When she arrived at her destination, she pushed with practised strength against the massive wooden door that marked the entrance to a hidden basement bar, three blocks from her office building. She stood at the top of the stairs to collect herself after running like she was being chased by screaming banshees through the old neighbourhood, teeming with gentrification masked as development. Every corner had an artisanal restaurant which charged too much for too little and forced those who worked in the 5 block radius to carry food to their spaces of work or forfeit their housing. Or both.¬† And if one didn’t watch where one was walking, one could easily find oneself faceplanted after tripping over rubble or an abandoned tool. She took one last deep breath, sniffed her armpits and stepped onto the narrow staircase, shut the door, and made her descent towards the large room at the bottom, careful not to snag her dress on the splintered bannister. The walls on either side were lined with gold and black art deco wall paper which reeked of old cigarettes and reminded her of old movies set in the 1920s.

She pursed her lips and added extra swing to her hips as she pushed through a set of swinging doors and was met with exactly what she expected – Miguel on just the right volume, brown beautiful bodies either swaying to the music, carrying on around tables and velvet-lined couches, milling around at the bar or yelling orders at the friendly (and equally beautiful) bartenders dressed to the nines behind the bar. Her skin pimpled with goose bumps when she recognised a white, hand-stitched Prada purse thrown without caution, onto the floor beside one of the couches closest to her. She resisted every urge to seek out the big brown eyes that belonged to its owner and continued on her trek to the bar.

Fortune smiled upon her and she grabbed the remaining free barstool and dragged it to the far end of the wooden bar. She plonked herself on its shaped seat and dangled her handbag over the damp bar-top. It was quickly taken from her by the youngest of the barmen – a Turkish fellow with an unlikely Mohawk and the thickest eyelashes she had ever encountered. He deposited it under the bar and immediately busied himself with her usual order. She risked what she thought was a discrete glance and the owner of the Prada bag and allowed her eyes to drink in the neatly done high-bun, faux fur jacket and the newly manicured hands which moved as she regaled her group with what must have been an entertaining story. She shifted her gaze back to the barman before she got caught gawking and took a healthy chug of the gin. She leaned over the bar and picked up an extra slice of lemon, plopped it into her drink and nodded at the DJ booth, signalling the short, bearded artist to raise the volume and get the party started.
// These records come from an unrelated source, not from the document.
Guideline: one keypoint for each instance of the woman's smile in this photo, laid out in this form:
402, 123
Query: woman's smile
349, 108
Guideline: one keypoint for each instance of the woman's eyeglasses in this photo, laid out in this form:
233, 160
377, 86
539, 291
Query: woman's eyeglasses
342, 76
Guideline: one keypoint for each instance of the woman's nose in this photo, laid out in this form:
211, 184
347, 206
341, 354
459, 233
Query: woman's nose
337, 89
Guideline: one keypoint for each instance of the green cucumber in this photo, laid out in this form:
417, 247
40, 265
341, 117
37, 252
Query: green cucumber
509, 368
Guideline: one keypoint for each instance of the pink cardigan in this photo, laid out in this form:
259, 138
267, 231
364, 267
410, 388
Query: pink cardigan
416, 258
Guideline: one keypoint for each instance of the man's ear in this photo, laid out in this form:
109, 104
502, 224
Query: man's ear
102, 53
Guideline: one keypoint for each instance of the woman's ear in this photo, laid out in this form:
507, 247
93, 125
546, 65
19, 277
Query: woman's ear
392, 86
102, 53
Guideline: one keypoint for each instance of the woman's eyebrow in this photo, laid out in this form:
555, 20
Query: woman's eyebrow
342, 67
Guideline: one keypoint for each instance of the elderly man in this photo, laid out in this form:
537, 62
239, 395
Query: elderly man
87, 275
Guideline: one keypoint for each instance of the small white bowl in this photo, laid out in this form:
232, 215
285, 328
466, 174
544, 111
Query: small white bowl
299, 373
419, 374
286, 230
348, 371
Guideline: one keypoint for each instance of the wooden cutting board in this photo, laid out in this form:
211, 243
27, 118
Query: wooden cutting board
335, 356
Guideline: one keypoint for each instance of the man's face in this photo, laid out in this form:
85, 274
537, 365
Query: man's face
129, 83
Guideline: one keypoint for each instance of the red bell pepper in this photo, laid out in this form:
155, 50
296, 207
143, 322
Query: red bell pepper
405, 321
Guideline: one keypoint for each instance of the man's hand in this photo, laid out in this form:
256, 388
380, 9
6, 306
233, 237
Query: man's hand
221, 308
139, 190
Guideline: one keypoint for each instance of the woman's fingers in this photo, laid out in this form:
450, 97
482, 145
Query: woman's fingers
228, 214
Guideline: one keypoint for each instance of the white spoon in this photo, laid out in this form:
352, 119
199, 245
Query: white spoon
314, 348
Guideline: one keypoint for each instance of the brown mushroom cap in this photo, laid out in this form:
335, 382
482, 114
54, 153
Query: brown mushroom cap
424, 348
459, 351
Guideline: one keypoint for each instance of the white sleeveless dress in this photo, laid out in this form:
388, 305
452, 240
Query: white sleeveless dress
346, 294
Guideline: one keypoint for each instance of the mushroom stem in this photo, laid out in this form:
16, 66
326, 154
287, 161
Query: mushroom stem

He started playing one of her favourite mixes – an old school vibe featuring Craig David in his prime and the newer sounds of GoldLink and Xavier Omar. The crowd shook out of the lazy energy that had gripped it and a few “whoop-whoops” were heard as some migrated towards the middle of the room to what had long been designated as the dance floor. She now sat with her back to the bar and her yellow heels swinging. She sipped her drink and gazed out at the show, feeling like a puppet master- controlling her puppets from the sidelines with the music she knew they loved so well.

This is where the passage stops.